Diese Fragen bedenken die Sonntage
der Zeit bis zum Osterfest.
Der Sonntag Septuagesimae lässt sehen:
Wer glaubt, ist abhängig
nicht von seiner Lebensleistung
sondern von Gott
der die Barmherzigkeit in Person ist
Wer sich gefangen nehmen lässt
von ihm
wird frei
auf ewig
Wir liegen vor dir mit unserm Gebet und vertrauen nicht auf unsre Gerechtigkeit, sondern auf deine große Barmherzigkeit.
Daniel 9,18
Wenn man eine Predigt anfängt, geht eines gar nicht, hat uns mein Lieblings- Predigtlehrer beizubringen versucht: Die Krankmeldung des Predigers oder des Textes.

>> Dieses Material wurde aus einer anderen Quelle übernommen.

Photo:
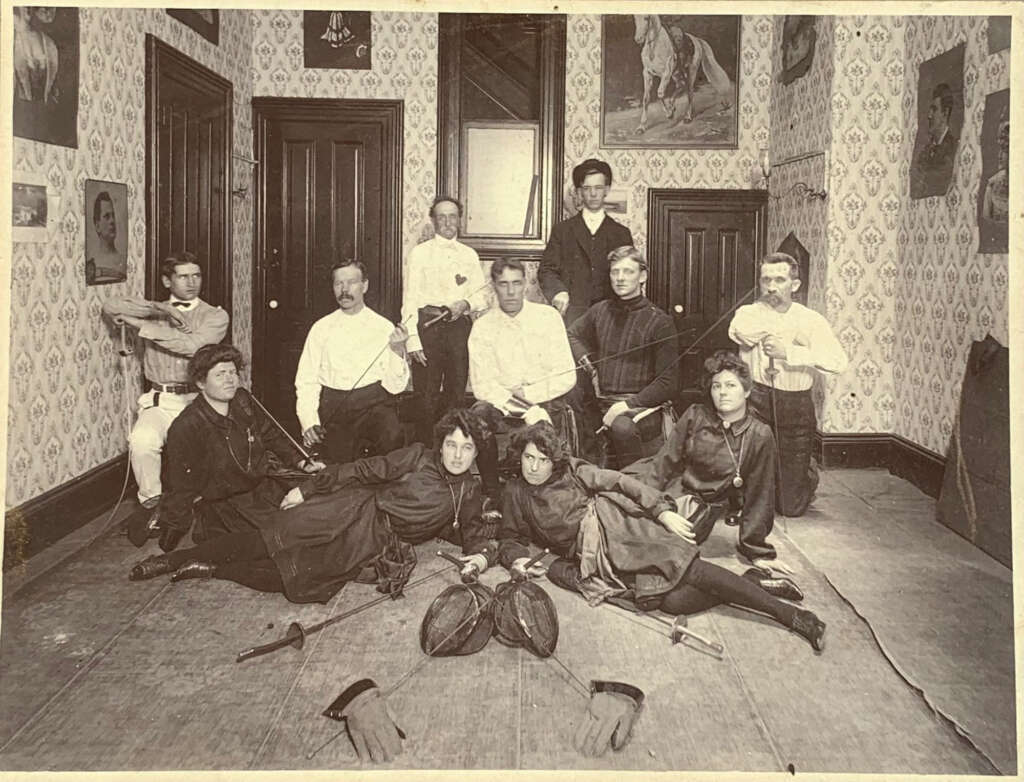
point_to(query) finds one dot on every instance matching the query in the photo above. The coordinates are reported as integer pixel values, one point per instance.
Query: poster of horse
(670, 81)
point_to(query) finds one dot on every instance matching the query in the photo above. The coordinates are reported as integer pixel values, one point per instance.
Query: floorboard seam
(960, 730)
(89, 664)
(257, 755)
(762, 725)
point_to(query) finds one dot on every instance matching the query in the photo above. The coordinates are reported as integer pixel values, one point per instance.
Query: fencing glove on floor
(612, 708)
(371, 728)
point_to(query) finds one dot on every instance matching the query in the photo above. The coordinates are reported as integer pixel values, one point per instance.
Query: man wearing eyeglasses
(573, 271)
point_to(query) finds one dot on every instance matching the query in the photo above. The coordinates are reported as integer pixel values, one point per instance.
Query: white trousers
(148, 435)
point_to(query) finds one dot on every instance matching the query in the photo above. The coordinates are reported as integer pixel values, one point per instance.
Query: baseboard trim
(34, 525)
(922, 467)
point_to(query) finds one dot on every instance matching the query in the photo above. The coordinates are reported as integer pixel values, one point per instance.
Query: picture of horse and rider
(670, 81)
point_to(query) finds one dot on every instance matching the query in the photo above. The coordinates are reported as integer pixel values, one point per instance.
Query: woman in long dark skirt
(330, 527)
(617, 539)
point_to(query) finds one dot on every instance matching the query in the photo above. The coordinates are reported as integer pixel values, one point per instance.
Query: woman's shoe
(777, 587)
(195, 570)
(810, 626)
(151, 567)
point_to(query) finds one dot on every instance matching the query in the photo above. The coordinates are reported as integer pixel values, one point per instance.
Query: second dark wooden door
(704, 252)
(330, 175)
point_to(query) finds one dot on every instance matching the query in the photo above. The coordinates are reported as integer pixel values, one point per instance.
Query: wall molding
(43, 520)
(906, 460)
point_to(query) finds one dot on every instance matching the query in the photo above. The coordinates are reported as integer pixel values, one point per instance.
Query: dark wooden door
(330, 176)
(188, 169)
(704, 250)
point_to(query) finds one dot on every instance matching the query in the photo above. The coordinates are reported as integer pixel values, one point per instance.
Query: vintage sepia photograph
(553, 394)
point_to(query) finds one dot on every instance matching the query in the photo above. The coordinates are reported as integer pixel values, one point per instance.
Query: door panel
(330, 181)
(188, 120)
(704, 251)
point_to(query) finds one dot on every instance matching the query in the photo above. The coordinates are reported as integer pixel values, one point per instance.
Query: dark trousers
(359, 423)
(795, 428)
(441, 384)
(240, 557)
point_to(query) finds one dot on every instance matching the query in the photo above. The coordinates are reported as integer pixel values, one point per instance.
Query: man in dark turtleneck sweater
(643, 377)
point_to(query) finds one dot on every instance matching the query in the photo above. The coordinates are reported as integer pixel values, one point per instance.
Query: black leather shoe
(564, 573)
(777, 587)
(811, 627)
(195, 570)
(169, 538)
(151, 567)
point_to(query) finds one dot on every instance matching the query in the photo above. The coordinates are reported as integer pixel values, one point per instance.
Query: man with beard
(352, 365)
(443, 274)
(104, 263)
(785, 344)
(573, 271)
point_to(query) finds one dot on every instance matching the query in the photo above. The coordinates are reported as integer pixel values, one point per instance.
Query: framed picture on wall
(105, 232)
(993, 189)
(206, 22)
(670, 81)
(940, 118)
(799, 36)
(45, 85)
(337, 39)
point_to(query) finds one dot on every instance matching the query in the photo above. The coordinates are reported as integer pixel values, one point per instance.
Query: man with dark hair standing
(352, 365)
(520, 363)
(443, 274)
(171, 332)
(573, 272)
(628, 344)
(785, 344)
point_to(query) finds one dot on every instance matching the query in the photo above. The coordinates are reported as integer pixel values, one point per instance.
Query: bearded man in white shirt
(443, 280)
(352, 365)
(785, 344)
(520, 364)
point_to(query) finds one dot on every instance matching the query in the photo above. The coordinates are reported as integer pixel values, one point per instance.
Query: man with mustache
(352, 365)
(785, 344)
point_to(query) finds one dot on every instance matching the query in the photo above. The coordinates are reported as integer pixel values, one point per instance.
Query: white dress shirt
(529, 349)
(440, 271)
(339, 349)
(810, 344)
(592, 220)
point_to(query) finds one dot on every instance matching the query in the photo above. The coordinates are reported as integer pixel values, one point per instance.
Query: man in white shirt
(443, 274)
(351, 366)
(520, 364)
(785, 344)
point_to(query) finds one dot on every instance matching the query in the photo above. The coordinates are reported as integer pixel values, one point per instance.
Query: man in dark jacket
(573, 272)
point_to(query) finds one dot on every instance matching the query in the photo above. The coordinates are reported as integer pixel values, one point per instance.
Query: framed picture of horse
(670, 81)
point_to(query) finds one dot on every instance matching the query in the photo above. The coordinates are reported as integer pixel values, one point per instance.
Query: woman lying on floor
(338, 521)
(619, 539)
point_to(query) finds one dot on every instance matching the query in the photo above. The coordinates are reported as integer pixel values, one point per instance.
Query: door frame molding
(663, 203)
(388, 115)
(162, 60)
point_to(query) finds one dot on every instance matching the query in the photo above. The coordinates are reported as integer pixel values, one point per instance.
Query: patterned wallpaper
(404, 67)
(641, 169)
(67, 394)
(947, 295)
(862, 210)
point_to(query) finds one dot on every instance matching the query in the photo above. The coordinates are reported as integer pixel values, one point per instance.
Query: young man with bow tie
(171, 333)
(443, 280)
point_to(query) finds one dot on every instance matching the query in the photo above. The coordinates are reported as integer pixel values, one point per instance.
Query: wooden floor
(97, 672)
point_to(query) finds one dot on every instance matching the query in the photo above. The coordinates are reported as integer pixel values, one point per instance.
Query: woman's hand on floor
(292, 498)
(677, 524)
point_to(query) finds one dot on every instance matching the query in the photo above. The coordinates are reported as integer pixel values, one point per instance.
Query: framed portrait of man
(670, 81)
(45, 85)
(105, 232)
(940, 119)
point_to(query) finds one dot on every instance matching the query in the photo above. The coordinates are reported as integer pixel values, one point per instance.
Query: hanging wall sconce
(801, 188)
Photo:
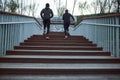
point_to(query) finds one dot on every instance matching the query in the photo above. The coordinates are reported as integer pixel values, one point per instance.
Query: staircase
(75, 58)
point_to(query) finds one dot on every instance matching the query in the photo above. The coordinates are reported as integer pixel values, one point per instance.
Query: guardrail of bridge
(15, 28)
(103, 30)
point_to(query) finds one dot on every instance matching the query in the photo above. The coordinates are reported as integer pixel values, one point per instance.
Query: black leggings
(46, 24)
(66, 28)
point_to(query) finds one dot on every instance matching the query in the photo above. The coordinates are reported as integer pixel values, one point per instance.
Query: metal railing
(102, 30)
(16, 28)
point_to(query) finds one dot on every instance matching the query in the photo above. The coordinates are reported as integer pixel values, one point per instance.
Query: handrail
(97, 16)
(103, 31)
(15, 28)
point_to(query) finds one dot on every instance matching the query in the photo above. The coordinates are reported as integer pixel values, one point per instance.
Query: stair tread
(58, 66)
(62, 77)
(58, 50)
(61, 46)
(59, 57)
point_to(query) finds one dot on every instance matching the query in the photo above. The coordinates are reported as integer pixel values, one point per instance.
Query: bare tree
(74, 6)
(83, 6)
(12, 6)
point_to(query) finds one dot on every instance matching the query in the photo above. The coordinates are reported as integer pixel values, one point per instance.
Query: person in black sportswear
(66, 19)
(46, 15)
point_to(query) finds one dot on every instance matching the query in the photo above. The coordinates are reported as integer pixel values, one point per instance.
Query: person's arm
(51, 14)
(72, 17)
(41, 14)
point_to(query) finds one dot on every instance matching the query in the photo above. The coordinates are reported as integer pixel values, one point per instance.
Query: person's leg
(44, 23)
(65, 29)
(48, 26)
(48, 29)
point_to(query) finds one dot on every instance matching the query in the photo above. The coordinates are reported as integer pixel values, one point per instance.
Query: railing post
(117, 38)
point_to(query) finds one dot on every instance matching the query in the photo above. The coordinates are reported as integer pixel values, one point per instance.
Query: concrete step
(57, 59)
(58, 52)
(57, 48)
(55, 41)
(56, 44)
(61, 77)
(40, 68)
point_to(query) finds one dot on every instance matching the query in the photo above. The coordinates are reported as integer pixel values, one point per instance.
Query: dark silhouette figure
(46, 14)
(66, 19)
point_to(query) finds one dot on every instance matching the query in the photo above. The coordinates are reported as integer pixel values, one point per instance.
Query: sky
(41, 5)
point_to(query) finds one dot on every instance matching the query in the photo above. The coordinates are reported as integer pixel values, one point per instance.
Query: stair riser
(56, 44)
(59, 71)
(50, 48)
(56, 41)
(59, 53)
(58, 38)
(39, 60)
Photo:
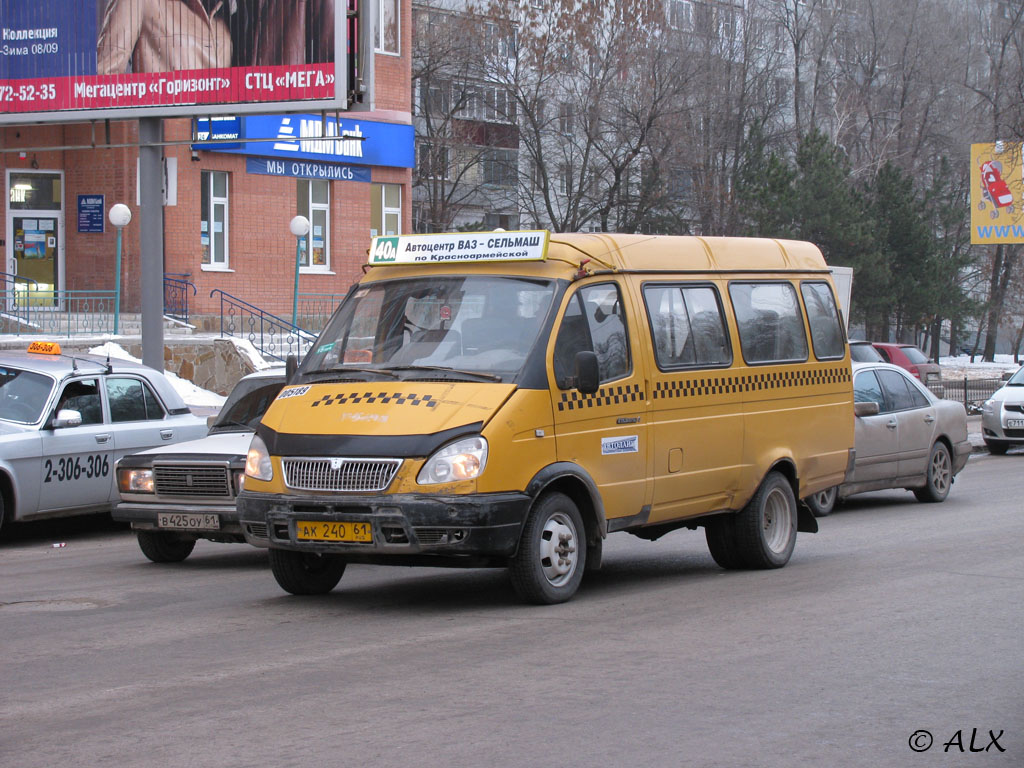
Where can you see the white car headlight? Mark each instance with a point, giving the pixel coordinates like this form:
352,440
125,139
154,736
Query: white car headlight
462,460
258,464
135,480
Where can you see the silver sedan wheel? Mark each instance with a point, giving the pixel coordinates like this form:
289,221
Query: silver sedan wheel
559,544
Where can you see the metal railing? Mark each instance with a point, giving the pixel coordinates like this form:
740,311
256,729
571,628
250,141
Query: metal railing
272,336
176,286
30,308
315,308
972,392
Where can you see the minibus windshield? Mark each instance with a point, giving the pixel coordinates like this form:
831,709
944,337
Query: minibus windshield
478,327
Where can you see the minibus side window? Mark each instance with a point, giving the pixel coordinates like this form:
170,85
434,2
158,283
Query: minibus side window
826,330
687,326
594,321
769,321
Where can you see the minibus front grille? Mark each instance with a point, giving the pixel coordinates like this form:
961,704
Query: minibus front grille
340,474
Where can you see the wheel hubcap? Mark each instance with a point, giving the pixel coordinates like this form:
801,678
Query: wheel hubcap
940,471
558,549
777,521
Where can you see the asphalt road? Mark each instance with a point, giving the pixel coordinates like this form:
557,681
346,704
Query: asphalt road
896,617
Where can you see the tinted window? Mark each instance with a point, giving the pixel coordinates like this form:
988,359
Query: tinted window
593,322
83,395
867,389
914,355
863,352
687,326
822,316
23,394
131,399
901,393
770,324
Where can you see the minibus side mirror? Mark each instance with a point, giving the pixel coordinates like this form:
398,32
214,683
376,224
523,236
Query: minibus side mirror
865,409
588,374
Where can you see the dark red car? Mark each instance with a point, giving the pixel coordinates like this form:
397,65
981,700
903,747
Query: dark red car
909,357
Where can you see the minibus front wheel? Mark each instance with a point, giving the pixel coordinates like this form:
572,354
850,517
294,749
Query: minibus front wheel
552,555
306,572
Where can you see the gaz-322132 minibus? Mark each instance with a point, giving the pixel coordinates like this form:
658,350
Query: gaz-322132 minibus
511,398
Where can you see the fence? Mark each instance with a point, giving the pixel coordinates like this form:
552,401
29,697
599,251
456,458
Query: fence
972,392
176,287
272,336
315,308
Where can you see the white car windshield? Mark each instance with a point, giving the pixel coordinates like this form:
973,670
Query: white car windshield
477,326
23,394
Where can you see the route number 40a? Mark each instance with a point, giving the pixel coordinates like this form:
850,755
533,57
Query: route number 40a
386,249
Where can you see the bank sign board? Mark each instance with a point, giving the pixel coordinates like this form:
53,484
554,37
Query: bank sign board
316,137
76,59
996,194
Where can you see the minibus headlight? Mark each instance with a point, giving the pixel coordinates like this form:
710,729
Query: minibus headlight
463,460
135,480
258,461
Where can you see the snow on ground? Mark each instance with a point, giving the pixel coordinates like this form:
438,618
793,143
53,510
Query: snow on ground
193,395
961,366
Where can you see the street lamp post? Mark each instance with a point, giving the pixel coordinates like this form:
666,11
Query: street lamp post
120,216
300,228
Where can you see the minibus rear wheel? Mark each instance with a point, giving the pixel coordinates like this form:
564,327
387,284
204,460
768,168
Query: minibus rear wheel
306,572
766,527
552,555
164,547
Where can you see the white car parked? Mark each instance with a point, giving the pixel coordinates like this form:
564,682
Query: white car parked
1003,416
173,497
65,421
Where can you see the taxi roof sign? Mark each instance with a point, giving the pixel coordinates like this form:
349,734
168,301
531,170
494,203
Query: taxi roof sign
456,248
44,347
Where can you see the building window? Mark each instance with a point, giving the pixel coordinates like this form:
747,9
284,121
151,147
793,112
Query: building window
387,40
213,223
385,210
680,14
313,202
433,161
499,167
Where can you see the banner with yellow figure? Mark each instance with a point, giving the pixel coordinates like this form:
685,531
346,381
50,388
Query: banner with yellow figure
996,194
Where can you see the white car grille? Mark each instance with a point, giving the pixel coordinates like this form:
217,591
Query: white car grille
340,474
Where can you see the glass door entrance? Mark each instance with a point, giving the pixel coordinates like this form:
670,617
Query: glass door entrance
35,238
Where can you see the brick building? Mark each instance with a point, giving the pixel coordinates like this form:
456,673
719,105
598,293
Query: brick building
228,206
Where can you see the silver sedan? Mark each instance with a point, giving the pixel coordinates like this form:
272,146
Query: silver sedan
905,437
1003,416
65,421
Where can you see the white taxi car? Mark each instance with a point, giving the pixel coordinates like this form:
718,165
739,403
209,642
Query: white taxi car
65,421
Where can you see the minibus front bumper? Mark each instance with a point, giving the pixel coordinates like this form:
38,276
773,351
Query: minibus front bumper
424,526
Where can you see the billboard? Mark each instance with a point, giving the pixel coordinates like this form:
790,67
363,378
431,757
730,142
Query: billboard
84,59
996,194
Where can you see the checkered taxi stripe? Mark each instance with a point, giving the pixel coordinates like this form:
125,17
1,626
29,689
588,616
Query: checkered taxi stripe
384,398
574,400
752,382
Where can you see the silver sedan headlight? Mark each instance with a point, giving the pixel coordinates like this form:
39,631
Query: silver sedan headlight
135,480
462,460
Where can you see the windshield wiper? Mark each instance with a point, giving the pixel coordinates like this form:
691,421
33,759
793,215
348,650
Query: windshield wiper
333,372
444,369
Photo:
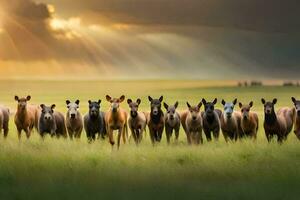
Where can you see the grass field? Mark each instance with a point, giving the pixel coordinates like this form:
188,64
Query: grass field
63,169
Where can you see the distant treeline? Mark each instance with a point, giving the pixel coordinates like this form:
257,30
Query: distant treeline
250,83
260,83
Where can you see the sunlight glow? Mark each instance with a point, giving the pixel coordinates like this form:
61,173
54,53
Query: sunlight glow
68,29
1,21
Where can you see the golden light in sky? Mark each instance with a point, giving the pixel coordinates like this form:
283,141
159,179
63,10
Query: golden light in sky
1,20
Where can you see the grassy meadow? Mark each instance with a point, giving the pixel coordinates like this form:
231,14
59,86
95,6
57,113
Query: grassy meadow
63,169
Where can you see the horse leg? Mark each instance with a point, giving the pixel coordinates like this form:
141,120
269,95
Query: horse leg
119,136
208,135
124,134
111,136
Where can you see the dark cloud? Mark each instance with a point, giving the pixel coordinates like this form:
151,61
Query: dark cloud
165,38
257,15
28,35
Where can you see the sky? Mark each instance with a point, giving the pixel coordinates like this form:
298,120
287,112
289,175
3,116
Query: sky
141,39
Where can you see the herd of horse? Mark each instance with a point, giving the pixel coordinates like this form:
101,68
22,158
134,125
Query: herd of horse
233,124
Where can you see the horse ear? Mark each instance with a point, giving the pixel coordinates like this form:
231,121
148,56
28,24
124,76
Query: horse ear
251,104
187,103
108,98
234,101
240,105
223,102
122,98
129,101
68,102
161,98
215,101
176,104
166,106
199,105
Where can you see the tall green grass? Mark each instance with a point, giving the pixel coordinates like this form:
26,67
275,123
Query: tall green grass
63,169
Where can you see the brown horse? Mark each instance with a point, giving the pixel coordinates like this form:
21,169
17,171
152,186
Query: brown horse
191,121
116,119
230,121
4,120
156,120
249,122
137,121
26,116
280,123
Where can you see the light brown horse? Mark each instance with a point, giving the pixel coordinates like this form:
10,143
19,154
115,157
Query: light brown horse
191,121
116,119
277,124
249,121
26,116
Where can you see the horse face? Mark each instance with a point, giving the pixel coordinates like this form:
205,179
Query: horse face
245,110
22,102
155,105
115,102
228,108
94,108
47,112
171,111
73,109
134,106
297,106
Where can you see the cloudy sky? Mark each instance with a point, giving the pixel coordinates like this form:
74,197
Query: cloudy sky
194,39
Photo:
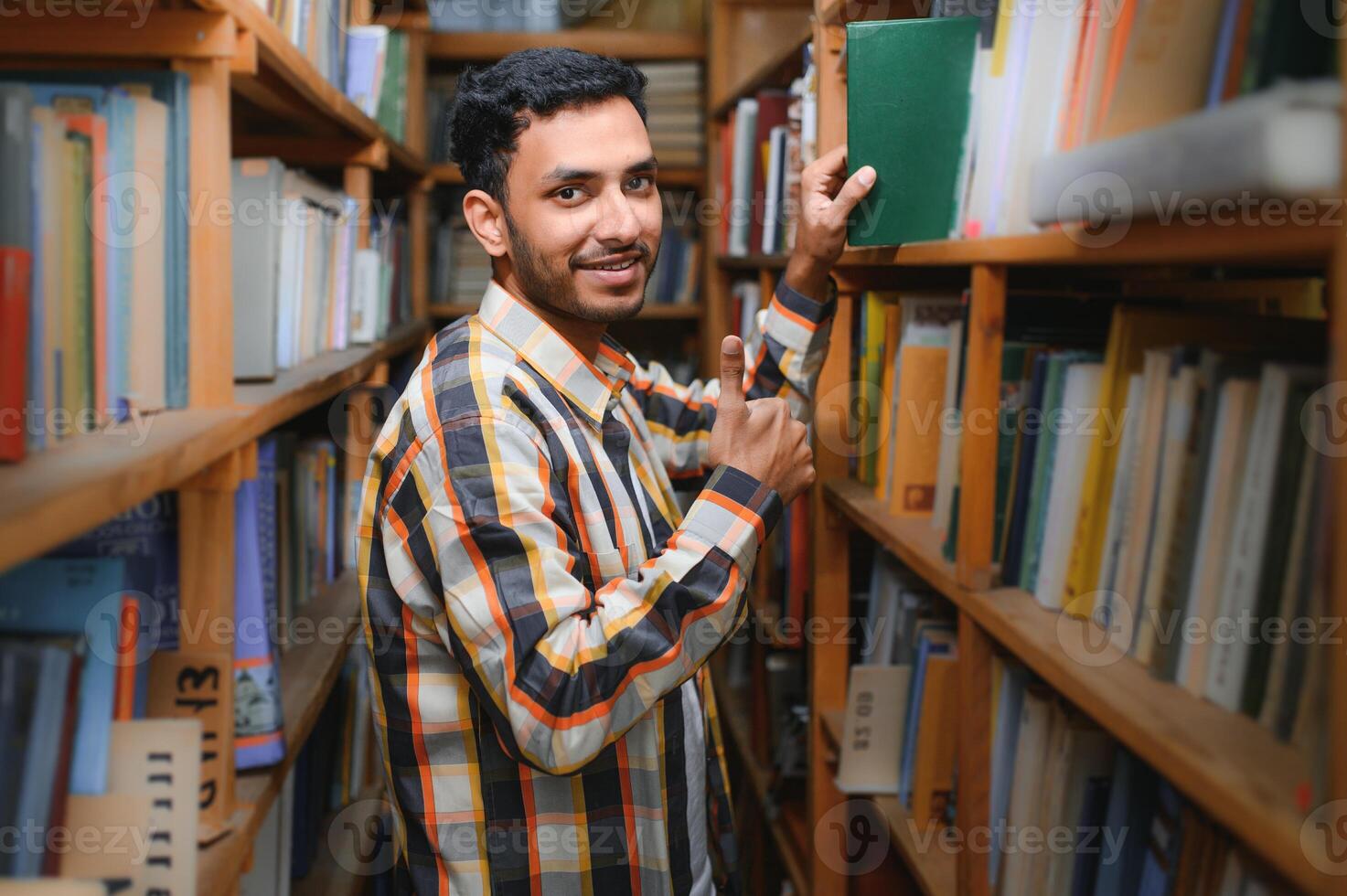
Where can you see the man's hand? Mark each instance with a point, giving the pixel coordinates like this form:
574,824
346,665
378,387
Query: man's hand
759,437
828,198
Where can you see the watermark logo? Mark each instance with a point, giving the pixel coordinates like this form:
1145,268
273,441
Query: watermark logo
1327,17
1323,838
851,837
361,838
846,420
1323,420
124,628
358,414
1102,204
1102,637
131,205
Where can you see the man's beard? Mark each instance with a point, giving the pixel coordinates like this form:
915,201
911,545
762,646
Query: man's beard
555,287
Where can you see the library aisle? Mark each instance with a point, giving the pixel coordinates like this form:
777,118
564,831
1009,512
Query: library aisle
1060,613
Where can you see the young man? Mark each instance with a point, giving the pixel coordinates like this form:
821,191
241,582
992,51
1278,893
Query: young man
538,608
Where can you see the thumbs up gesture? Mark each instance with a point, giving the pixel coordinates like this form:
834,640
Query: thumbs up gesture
759,437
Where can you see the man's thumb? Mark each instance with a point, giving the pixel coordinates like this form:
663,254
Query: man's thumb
732,373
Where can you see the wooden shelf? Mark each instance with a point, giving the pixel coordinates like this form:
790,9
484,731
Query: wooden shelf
1226,763
752,261
449,174
307,674
1147,243
88,478
624,43
791,849
934,868
652,312
768,64
288,88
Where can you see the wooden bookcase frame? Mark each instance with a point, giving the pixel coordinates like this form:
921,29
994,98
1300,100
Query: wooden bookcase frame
230,50
1233,770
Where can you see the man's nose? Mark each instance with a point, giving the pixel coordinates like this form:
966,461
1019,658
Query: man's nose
617,224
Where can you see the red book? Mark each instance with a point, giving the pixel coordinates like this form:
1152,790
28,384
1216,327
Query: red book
797,560
15,284
772,112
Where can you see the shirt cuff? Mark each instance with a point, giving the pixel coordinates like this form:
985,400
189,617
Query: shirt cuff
796,321
735,512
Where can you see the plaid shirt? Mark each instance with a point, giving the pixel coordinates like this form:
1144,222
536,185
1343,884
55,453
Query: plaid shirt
539,611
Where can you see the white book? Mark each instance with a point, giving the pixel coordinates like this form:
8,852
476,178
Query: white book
1283,142
364,296
772,204
741,179
1179,422
1068,472
1221,495
1124,474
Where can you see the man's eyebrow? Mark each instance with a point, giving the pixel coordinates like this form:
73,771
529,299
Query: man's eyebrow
561,173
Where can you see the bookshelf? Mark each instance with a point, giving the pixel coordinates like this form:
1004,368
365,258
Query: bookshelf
1235,771
251,93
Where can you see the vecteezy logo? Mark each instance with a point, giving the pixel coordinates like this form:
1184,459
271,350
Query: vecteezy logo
124,628
1327,17
358,414
1096,209
846,420
131,205
1102,637
851,837
360,838
1323,838
1323,420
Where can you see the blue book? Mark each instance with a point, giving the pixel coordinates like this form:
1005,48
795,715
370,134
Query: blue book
170,88
74,597
39,764
259,734
267,534
936,640
1127,819
1010,702
1224,50
150,531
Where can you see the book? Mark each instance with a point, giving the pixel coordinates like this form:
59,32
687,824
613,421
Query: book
922,70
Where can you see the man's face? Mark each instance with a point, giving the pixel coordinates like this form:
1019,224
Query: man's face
583,210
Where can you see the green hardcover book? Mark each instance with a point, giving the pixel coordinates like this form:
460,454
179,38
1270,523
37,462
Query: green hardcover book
908,102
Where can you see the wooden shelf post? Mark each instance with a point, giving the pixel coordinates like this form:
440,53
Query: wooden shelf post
210,333
829,657
978,443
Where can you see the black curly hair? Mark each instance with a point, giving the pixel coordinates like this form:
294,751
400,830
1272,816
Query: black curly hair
495,102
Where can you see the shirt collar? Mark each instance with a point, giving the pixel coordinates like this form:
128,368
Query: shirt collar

Was er damit gemeint hat, ist leicht erklärt. Da sagt einer im Bibelgesprächskreis: „Das ist ja entsetzlich! Paulus hat mich mit seiner Arroganz schon so oft wütend gemacht. Und dieser Text hier, der ist für mich regelrecht erschreckend. Einfach /nur / entsetzlich!“
Und eine Frau, ein paar Jahre älter als ich: „Ist das nicht furchtbar? Diese Kampfbilder, dieses Leistungsdenken, diese Siegermentalität, diese Leibfeindlichkeit! Da hat doch der gute Paulus bestimmt wieder in erster Linie an sexuelle Enthaltsamkeit gedacht! Sich nur ja nichts gönnen, so sind wir Frauen über Jahrhunderte erzogen worden. Lebensfeindlich, lustfeindlich. Das ist Quälerei, das kann nicht Evangelium sein. Das ist typisch Mann, typisch Paulus, aber niemals Jesus!“
Schließlich ein Dritter aus der Runde: „Genau- Generationen haben darunter gelitten, dass die Kirchen den Körper madig geredet und aus der Sexualität die Sünde schlechthin gemacht haben. Paulus, der Erfinder des Zölibates und sexueller Enthaltsamkeit- man sieht ja, wohin die Kirche das gebracht hat.“
Worum es hier konkret ging? Um den Predigttext für heute. Ein Abschnitt aus dem ersten Brief, den Paulus an die Gemeinde in Korinth schrieb. Im 9. Kapitel heißt es da ab Vers 24 in der NGÜ:
24 Ihr wisst doch, wie es ist, wenn in einem Stadion ein Wettlauf stattfindet: Viele nehmen daran teil, aber nur einer bekommt den Siegespreis. Macht es wie der siegreiche Athlet: Lauft so, dass ihr den Preis bekommt!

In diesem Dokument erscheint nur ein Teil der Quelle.